From whatever alchemy of the brain, Hitler very soon became a fanatic German nationalist and one, moreover, who had no time for any democratic nonsense. What was needed was a strong Germany to take over the remnants of the Empire, under a dominant leader, with the masses acquiescent in return for the safety and security such a nation would bring. Although obsessed with his ideas, he had as yet no way even to take the first steps towards realising them. He was, also, not stupid and he knew that he would have to find the ideal instrument to help his dreams along.

He left Vienna for good in 1913, carrying with him a mass of ideas and a determination to put them into effect. He arrived in Munich in much the same way he had arrived in Vienna 4 years earlier, penniless, friendless and with no apparent qualifications other than as a vagrant. Much of whatever is known about these early years comes from Hitler’s own writing, particularly “Mein Kampf”, and as such needs to be treated with caution but the way he describes his life in these pre-First World War years has a believability because he does not gloss over the fact that he was living right at the bottom, whatever reasons he may give for this.But, before he could do little more than feel out the political situation in Germany, the War came. He volunteered and joined a Bavarian regiment on 3rd August 1918. In his own words, “there now began the most memorable period of my life. Compared to the events of this gigantic struggle all the past fell away into oblivion.” Unfortunately for the world, the things he had learnt were, however, never forgotten and remained the foundation of his thinking for the rest of his life.

A picture taken of him at this time shows not even so much character as those take taken after he became Fuehrer, and they show little enough. He had already adopted, at an early age, the small central mustache but the whole is the image of an office clerk or a shop assistant, with the hint of some timidity as though he knew that he had nothing exept his fanaticism to take him forward. For the details of his early life we have very little independent evidence. A school report, a friend’s reminiscences, are about all, and from them plus whatever of the truth can be gleaned from “Mein Kampf”, two apparent facts emerge.
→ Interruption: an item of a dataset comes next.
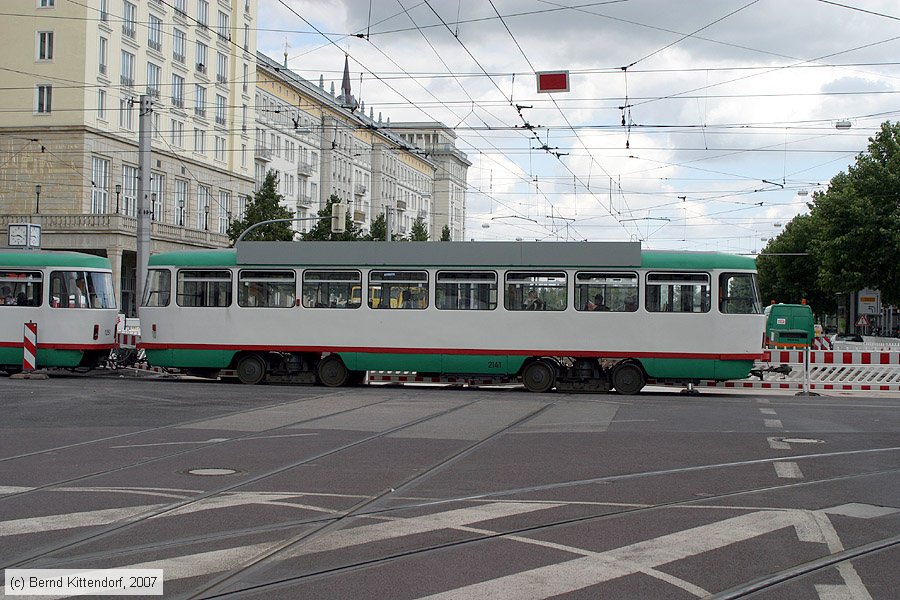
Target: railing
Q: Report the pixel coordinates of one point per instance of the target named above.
(117, 223)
One is that sex seems to have played little part in his life up to that time, and that he was already, before going to Vienna, aged 20, a virulent anti-semite ( “The Young Hitler I Knew” by August Kubizek), although Hitler wrote that he only became so after seeing how the Viennese Jews lived. Hatred of another ethnic group is common enough because they are “different” and our reaction is a throw-back to tribal instincts. But, in all the countries in Europe, (in the Slavic countries and Russia the Jews had been singled out by being made to live in ghettoes) the Jewish people were not so much a different race as citizens of those countries who had different customs. There were very poor as well as very rich Jews but, in normal times, they lived and worked just like any other citizens and subject to the same laws and rights.

To be an anti-semite meant that there were not only flaws in your own make-up but that you were also probably so poor and uneducated that you needed someone to blame for your own inadequacies. As for Hitler’s sex life, this will always be a matter of controversy, despite his long “association” with Eva Braun. If it were normal, why were there no children and why were there not even rumours of other philandering? The best explanation would seem to be that his libido and all the complex psychological strands making up his nature, were solely directed at being world dictator and ridding that world of every single Jew. That world certainly paid for the time that he spent in it.